November ist immer ein wichtiger Monat in Südafrika. Es ist nicht nur Anfang der Sommersaison sondern auch der Monat, in dem das „Eat Out“ Magazin die lang ersehnte Liste der besten Restaurants des Landes veröffentlicht. Nachdem es auf dem afrikanischen Kontinent keine Michelin Sterne gibt, ist „Eat Out“ die Bibel für alle Food-Lover. Und dieses Jahr sind gleich neun der zehn besten Restaurants in Kapstadt und Umgebung. Soll heißen: wir sind hier schon sehr verwöhnt, was Essen und Trinken angeht.
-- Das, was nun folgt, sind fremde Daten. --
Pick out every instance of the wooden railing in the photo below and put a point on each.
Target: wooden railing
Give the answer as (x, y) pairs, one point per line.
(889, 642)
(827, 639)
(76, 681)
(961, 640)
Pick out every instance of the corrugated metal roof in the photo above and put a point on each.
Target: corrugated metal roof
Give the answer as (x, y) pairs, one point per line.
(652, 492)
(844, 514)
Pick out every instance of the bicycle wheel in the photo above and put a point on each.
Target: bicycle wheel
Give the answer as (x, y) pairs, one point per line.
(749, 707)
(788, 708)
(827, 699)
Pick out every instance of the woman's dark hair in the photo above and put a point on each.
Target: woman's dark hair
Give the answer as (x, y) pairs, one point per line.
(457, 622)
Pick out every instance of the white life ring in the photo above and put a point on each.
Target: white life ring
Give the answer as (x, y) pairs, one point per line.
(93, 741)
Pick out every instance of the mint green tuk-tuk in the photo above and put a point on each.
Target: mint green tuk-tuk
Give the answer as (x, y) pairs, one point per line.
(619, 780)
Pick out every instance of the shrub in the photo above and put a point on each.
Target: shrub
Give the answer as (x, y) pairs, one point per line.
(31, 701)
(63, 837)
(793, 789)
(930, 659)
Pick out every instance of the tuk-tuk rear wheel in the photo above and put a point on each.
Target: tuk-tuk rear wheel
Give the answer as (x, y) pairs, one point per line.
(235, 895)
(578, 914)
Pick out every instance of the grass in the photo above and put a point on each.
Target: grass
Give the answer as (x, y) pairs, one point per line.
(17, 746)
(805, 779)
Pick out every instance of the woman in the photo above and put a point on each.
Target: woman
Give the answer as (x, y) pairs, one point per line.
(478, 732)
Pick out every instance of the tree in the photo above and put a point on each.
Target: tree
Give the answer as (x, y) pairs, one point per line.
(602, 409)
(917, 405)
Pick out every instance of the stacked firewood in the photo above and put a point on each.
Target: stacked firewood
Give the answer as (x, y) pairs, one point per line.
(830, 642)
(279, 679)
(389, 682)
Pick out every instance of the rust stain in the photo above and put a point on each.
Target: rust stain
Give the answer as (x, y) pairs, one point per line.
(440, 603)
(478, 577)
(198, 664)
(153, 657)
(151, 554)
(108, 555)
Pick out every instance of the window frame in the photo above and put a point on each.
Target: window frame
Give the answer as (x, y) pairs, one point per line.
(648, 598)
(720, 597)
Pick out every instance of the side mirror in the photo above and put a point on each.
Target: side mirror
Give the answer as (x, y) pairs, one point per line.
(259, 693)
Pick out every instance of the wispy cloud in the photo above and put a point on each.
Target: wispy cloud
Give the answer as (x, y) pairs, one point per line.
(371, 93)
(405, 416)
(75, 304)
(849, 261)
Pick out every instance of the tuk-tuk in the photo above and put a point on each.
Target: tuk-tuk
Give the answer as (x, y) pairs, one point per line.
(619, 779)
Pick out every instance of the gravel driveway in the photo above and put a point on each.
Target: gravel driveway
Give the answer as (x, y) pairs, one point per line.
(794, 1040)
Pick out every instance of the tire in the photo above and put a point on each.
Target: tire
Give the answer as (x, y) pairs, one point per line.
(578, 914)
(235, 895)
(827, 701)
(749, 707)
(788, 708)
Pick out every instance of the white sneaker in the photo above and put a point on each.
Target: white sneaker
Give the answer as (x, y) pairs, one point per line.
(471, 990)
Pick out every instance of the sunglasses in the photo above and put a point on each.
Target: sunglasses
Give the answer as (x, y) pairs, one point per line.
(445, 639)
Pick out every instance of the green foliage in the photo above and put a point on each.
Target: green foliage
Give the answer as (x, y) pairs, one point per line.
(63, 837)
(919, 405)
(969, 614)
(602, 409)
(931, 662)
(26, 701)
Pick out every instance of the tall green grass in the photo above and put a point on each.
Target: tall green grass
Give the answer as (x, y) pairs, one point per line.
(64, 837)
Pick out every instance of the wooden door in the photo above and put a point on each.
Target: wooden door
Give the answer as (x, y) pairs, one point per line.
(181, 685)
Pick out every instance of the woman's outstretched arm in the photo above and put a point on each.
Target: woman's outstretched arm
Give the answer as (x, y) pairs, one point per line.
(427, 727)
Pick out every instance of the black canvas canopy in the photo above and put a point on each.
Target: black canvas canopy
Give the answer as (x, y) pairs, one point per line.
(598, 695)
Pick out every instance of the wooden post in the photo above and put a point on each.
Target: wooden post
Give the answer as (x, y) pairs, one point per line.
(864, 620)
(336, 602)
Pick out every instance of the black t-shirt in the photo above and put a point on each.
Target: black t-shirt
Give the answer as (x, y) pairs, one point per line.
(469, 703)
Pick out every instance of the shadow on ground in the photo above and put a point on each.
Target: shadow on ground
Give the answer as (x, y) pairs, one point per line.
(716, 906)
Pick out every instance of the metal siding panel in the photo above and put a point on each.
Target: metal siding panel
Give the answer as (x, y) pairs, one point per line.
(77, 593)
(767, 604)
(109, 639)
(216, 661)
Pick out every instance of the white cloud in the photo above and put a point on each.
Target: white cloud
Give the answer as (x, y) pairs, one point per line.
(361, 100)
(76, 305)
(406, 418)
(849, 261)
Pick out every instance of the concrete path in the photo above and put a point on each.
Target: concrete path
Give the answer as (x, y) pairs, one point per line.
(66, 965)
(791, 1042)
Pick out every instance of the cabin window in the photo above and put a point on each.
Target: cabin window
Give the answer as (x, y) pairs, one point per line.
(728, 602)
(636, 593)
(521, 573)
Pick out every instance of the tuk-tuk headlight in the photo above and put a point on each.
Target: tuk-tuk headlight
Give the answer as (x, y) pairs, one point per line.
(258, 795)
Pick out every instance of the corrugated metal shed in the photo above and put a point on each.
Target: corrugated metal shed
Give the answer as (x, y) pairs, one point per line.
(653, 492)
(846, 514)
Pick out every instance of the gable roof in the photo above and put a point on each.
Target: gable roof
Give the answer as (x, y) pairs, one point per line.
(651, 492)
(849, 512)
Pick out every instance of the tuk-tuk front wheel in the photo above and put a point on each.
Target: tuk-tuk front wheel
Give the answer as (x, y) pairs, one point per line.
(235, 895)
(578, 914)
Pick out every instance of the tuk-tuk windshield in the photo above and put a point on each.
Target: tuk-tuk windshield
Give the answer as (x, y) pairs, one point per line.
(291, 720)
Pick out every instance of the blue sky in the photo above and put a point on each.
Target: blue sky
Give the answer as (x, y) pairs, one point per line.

Eine ganz andere Nummer ist allerdings die Trinkgeldkultur. Während in den Top-Restaurants gut geschultes Personal für hervorragenden Service sorgt, kann es in dem „Restaurant um die Ecke“ schon mal passieren, dass der Service unter Standard ist. Trotzdem werden immer mindestens 10% Trinkgeld erwartet. Bei Tischen von vier Personen oder mehr werden oft schon 10% „Service Charge“ auf die Rechnung aufgeschlagen und dann steht der Betrag nicht notwendigerweise unten auf der Rechnung klar ausgezeichnet, sondern versteckt sich irgendwo unter den anderen Posten. Weiterhin gibt es nur eine Rechnung pro Tisch. Ob das Trinkgeld dann bei der Tischbedienung bleibt oder unter allen Angestellten aufgeteilt wird, liegt im Ermessen der Restaurantleitung.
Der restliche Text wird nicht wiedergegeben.